Former officers alleged that club members affiliated with the militia were intimidating others in the hope of silencing them. Acts of harassment allegedly included militia members “open carrying” their firearms in the clubhouse, forcing an 87-year-old treasurer to resign (no further details provided), and holding live fire exercises alongside of weddings and open houses for the general public. Longtime members also claimed that the traditional uses of the club — such as swimming, conservation awareness, and other forms of outdoor recreation — were deemphasized in comparison to the increased attention for shooting-related activities and tactical training.
These issues finally culminated on January 9, 2018, when club members held a court-ordered vote for new officers. An outside company was contracted to oversee the election of new club leadership. They mailed election notices, as well as proxy voter forms, to over 200 club members. When the election was finally held, the defendants in the suit were resoundingly backed by the membership in direct opposition of the plaintiff’s allegations and subsequent lawsuit. This result came as a complete surprise and called into question the original allegations made about the militia infiltration.
Bruce Eggers, the current president of the club for the past year, was re-elected. Eggers, who is listed as a defendant in the lawsuit, said the recent allegations about the militia infiltrating the club are simply untrue. He acknowledged that several years ago “a group called the ‘Black Creek Volunteers’ formed and its leader joined the Black Creek Conservation Club.” Eggers said, “That leader was dismissed from the conservation club in May 2015.” He claims, “From that time on, there has been no activity at the range (from the Black Creek Volunteers).”
To refute the militia rumors, Eggers emphatically proclaimed that he has neither joined nor been a member of the militia.
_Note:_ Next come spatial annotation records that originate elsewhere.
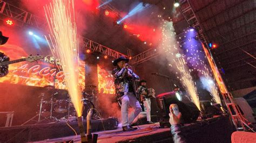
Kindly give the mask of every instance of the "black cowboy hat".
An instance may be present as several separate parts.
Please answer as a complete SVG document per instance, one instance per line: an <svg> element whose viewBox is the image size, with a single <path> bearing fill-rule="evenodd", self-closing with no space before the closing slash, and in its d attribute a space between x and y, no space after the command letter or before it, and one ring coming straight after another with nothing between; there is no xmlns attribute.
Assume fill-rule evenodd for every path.
<svg viewBox="0 0 256 143"><path fill-rule="evenodd" d="M174 86L174 88L179 88L179 87L178 85Z"/></svg>
<svg viewBox="0 0 256 143"><path fill-rule="evenodd" d="M142 84L142 83L143 83L143 82L147 82L147 81L144 80L142 80L139 81L139 84L140 85Z"/></svg>
<svg viewBox="0 0 256 143"><path fill-rule="evenodd" d="M114 66L117 66L117 63L122 61L125 61L127 63L129 61L129 59L126 59L125 56L122 55L119 58L118 58L118 59L117 59L114 60L114 61L113 62L113 65L114 65Z"/></svg>
<svg viewBox="0 0 256 143"><path fill-rule="evenodd" d="M0 41L0 45L5 44L8 40L8 39L9 37L3 36L2 31L0 31L0 39L1 39L1 41Z"/></svg>

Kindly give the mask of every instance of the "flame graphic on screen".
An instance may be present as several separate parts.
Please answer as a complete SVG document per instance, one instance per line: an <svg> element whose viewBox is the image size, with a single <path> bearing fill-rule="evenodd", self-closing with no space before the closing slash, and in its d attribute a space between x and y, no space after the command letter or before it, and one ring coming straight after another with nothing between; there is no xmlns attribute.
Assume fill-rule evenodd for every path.
<svg viewBox="0 0 256 143"><path fill-rule="evenodd" d="M4 47L2 46L0 52L8 55L10 60L24 58L28 55L22 47L10 44L5 44ZM25 61L10 65L9 74L0 78L0 82L43 87L53 85L55 81L56 88L65 89L63 72L56 71L56 62L58 62L57 59L52 55L48 55L37 62ZM79 65L79 85L80 89L83 89L85 79L85 63L80 61Z"/></svg>
<svg viewBox="0 0 256 143"><path fill-rule="evenodd" d="M98 90L104 94L114 94L114 85L111 71L108 71L97 65Z"/></svg>

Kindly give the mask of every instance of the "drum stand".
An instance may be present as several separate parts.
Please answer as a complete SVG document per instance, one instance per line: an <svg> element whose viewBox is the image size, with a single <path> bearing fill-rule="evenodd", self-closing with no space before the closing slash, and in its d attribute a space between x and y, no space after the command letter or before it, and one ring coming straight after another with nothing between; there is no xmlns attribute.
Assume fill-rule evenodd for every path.
<svg viewBox="0 0 256 143"><path fill-rule="evenodd" d="M30 121L35 121L36 123L35 123L34 124L37 124L38 123L39 123L40 122L43 121L43 120L49 120L49 119L50 118L50 119L52 119L52 118L53 118L53 117L52 117L52 109L53 109L53 95L52 95L52 98L51 98L51 111L50 111L50 117L44 117L44 119L42 119L42 120L41 120L41 116L42 116L42 108L43 107L43 97L42 97L41 98L41 100L40 101L40 109L39 109L39 113L37 114L36 116L35 116L34 117L32 117L31 118L30 118L29 120L27 120L26 121L25 121L25 123L24 123L23 124L22 124L21 125L25 125L26 123L28 123L28 122ZM37 120L34 120L34 119L35 119L37 117L38 117L38 119ZM56 118L54 118L54 119L55 120L57 120L57 119Z"/></svg>

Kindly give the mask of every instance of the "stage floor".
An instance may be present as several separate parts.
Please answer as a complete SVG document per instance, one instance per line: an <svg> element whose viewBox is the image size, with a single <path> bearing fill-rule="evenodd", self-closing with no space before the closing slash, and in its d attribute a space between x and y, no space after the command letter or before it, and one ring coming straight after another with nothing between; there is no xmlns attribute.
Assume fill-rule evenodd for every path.
<svg viewBox="0 0 256 143"><path fill-rule="evenodd" d="M115 130L105 131L94 132L93 134L97 134L97 142L117 142L132 140L133 139L137 138L145 135L151 135L157 133L170 131L170 128L158 128L159 123L156 123L151 125L139 125L140 128L133 131L123 132L122 128ZM138 127L138 126L136 126ZM39 142L65 142L69 140L73 140L74 142L80 142L80 135L72 135L64 138L59 138L53 139L47 139Z"/></svg>
<svg viewBox="0 0 256 143"><path fill-rule="evenodd" d="M133 131L115 130L94 132L98 135L97 142L172 142L170 128L159 128L159 123L139 126ZM228 117L220 116L182 126L187 142L230 142L232 126ZM80 142L79 135L46 139L39 142Z"/></svg>

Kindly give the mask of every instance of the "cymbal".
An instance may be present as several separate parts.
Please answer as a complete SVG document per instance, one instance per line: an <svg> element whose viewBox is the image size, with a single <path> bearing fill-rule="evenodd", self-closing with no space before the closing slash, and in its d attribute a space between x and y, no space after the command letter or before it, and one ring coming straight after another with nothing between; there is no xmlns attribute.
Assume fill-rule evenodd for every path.
<svg viewBox="0 0 256 143"><path fill-rule="evenodd" d="M48 85L44 86L44 88L45 88L47 89L55 89L55 87L53 85Z"/></svg>
<svg viewBox="0 0 256 143"><path fill-rule="evenodd" d="M85 88L97 88L97 86L93 85L89 85L85 86Z"/></svg>

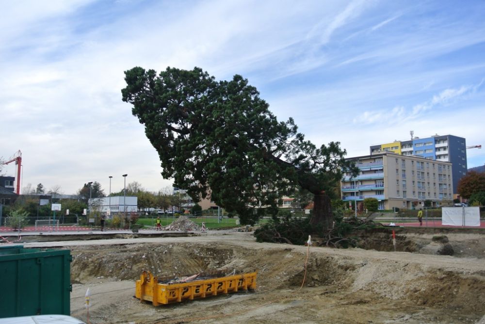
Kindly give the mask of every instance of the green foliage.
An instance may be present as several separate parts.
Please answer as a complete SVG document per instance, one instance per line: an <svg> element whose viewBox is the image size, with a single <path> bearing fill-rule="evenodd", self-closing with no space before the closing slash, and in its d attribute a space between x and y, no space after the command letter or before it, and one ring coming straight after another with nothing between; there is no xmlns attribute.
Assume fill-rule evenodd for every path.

He believes the renewed militia concerns and the resulting lawsuit emanated from poor communication, misconceptions, rumors and raw emotion among the membership stemming from the May 2015 incident. However, other Board Members, such as Mike Koster (range director) and Ruth Ayris (treasurer), are reportedly affiliated with the Black Creek Volunteers, according to open source research. Furthermore, Koster espouses antigovernment and anti-Muslim views on his Facebook page.
At the end of this month, a local judge will decide the fate of the lawsuit and whether any further action is needed concerning the plaintiffs’ claims.